Inside The Ivy: What does your off-season hold in store? I'm guessing with all the innings logged and the flare-up, you won't be playing Winter Ball.

Randy Wells: Right now, I'm just going to take it home, relax for a couple of weeks and figure out what kind of job I'm going to work this off-season. I'll get back at it and start working out and get ready for next year.

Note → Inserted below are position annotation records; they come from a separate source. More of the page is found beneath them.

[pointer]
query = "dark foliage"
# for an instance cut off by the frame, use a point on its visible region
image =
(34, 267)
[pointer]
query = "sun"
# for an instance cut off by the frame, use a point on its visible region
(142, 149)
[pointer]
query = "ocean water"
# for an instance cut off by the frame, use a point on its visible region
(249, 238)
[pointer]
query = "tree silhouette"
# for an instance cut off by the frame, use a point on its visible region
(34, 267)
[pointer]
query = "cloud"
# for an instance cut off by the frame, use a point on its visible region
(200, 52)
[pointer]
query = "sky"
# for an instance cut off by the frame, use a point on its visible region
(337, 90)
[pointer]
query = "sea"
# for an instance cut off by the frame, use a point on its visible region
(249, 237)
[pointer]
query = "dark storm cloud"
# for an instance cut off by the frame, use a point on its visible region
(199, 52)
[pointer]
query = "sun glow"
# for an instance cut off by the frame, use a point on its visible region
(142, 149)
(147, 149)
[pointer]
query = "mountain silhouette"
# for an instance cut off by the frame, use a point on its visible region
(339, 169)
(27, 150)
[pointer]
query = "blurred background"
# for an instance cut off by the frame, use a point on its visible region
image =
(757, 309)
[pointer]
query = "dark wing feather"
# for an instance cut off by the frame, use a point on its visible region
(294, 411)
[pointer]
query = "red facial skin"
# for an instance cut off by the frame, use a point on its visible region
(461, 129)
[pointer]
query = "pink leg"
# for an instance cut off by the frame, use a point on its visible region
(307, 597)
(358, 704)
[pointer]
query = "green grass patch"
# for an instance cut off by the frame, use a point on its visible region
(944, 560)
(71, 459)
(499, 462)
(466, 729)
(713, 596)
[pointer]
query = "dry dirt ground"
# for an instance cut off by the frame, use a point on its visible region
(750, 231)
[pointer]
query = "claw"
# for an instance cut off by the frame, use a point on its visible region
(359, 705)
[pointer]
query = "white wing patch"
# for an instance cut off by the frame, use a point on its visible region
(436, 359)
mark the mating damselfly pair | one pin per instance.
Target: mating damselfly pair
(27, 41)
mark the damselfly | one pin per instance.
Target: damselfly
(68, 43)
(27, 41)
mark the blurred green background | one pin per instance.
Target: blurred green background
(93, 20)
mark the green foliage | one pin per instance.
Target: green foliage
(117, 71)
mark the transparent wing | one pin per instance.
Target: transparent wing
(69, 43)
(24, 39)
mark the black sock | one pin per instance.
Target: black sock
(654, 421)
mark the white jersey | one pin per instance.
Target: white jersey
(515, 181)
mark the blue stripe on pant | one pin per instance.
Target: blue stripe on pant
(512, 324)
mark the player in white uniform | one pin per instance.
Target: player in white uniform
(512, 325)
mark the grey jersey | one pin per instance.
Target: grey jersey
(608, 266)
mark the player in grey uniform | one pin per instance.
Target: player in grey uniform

Inside The Ivy: Last off-season, we understand you did some beer delivery. Anything similar in the works this year?

Randy Wells: (laughs) Well, the last couple of years, I've worked out and tried to stay in shape. I think eating healthy and trying to drop a little weight just to get my body in shape for the grind is important. I think maybe that had a little something to do with the fatigue I went through this year; I wasn't prepared to be a starter all year. I went into Spring Training as a reliever and at the end of camp, they said I was going to start. Boom. They threw me into it, so I think I'm going to prepare for that a little more. I'm going to run a lot more and do more shoulder and arm exercises just to get my body in the best shape possible going into the spring and preparing for the impact of starting. If I end up not starting, I'll be in that much better shape just relieving.

Inside The Ivy: Being a big Illini fan as yourself, I know our Illinois boosters will appreciate your thoughts on this year's team--

Randy Wells: 1-0, baby!

Inside The Ivy: I always have to ask about the Illini since we all know Fox is a big Michigan backer ...

Randy Wells: Yeah, tell him Illinois is going to beat Michigan AND win the Big Ten this year!